Fleming, John (Scotland 1785-1857)
zoology, geology

Fleming was ordained as a minister in 1808 and practiced his pastoral duties both directly and as a teacher for most of his adult life, but he especially made his professional mark as a naturalist, by 1815 rising to the top rank in Scotland as a zoologist. An early geological uniformitarian and anti-catastrophist free-thinker, he was nevertheless not a transmutationist and preferred the investigation of ways to reconcile theology with natural science. His A History of British Animals covered not only living but fossil species, and in general his defenses of the argument that climatic regimes changed, and that the extinct species of particular areas may have flourished under rather different environmental conditions than extant ones, was an important philosophical advance for the study of animal distribution.

Life Chronology

--born near Bathgate, Linlithgowshire, Scotland, on 10 January 1785.
--1805: completes studies at the University of Edinburgh
--1806: receives license as a minister in the Church of Scotland; appointed to the parish of Bressay, Scotland, and ordained there 1808
--1808-1834: serves as minister in various parishes
--1808: co-founding member of the Wernerian Society of Edinburgh
--1814: D.D., St.
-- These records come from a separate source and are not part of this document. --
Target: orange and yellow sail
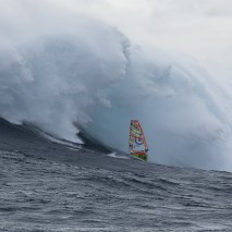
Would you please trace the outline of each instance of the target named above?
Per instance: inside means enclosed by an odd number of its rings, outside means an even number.
[[[141,123],[137,120],[131,120],[129,151],[135,158],[147,160],[147,142]]]

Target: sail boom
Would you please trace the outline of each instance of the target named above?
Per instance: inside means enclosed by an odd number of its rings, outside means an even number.
[[[129,152],[141,160],[147,160],[147,142],[141,123],[137,120],[131,120]]]

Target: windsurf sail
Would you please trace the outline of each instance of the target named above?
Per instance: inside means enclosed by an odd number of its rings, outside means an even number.
[[[135,158],[147,160],[147,142],[141,123],[137,120],[131,120],[129,151]]]

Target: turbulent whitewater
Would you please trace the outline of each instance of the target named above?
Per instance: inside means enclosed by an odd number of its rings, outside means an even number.
[[[0,17],[2,118],[73,142],[85,130],[122,151],[136,118],[148,161],[232,170],[231,102],[204,68],[134,45],[120,28],[86,15],[39,14],[39,5],[30,15],[32,4],[13,5],[22,21]]]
Andrews University, Scotland
--1814: made a fellow of the Royal Society of Edinburgh
--1822: publishes his The Philosophy of Zoology
--1824-1826: famous controversy with William Buckland on the deluge, as described by the Bible
--1828: publishes his History of British Animals
--1831: is the first to recognize fossilized fish remains in the Old Red Sandstone units at Fife
--1834: takes the chair of natural philosophy at University and King's College, Aberdeen
--1843: joins the Free Church of Scotland
--1845: made professor of natural science at New College (Free Church), Edinburgh
--1851: publishes his The Temperature of the Seasons, and Its Influence on Inorganic Objects, and on Plants and Animals
--dies at Edinburgh, Scotland, on 18 November 1857.

For Additional Information, See:

--Oxford Dictionary of National Biography, Vol. 20 (2004).
--Dictionary of Scientific Biography, Vol. 5 (1972).
--From Linnaeus to Darwin: Commentaries on the History of Biology and Geology (1985): 129-140.
--British Journal for the History of Science, Vol. 40(2) (2007): 205-225.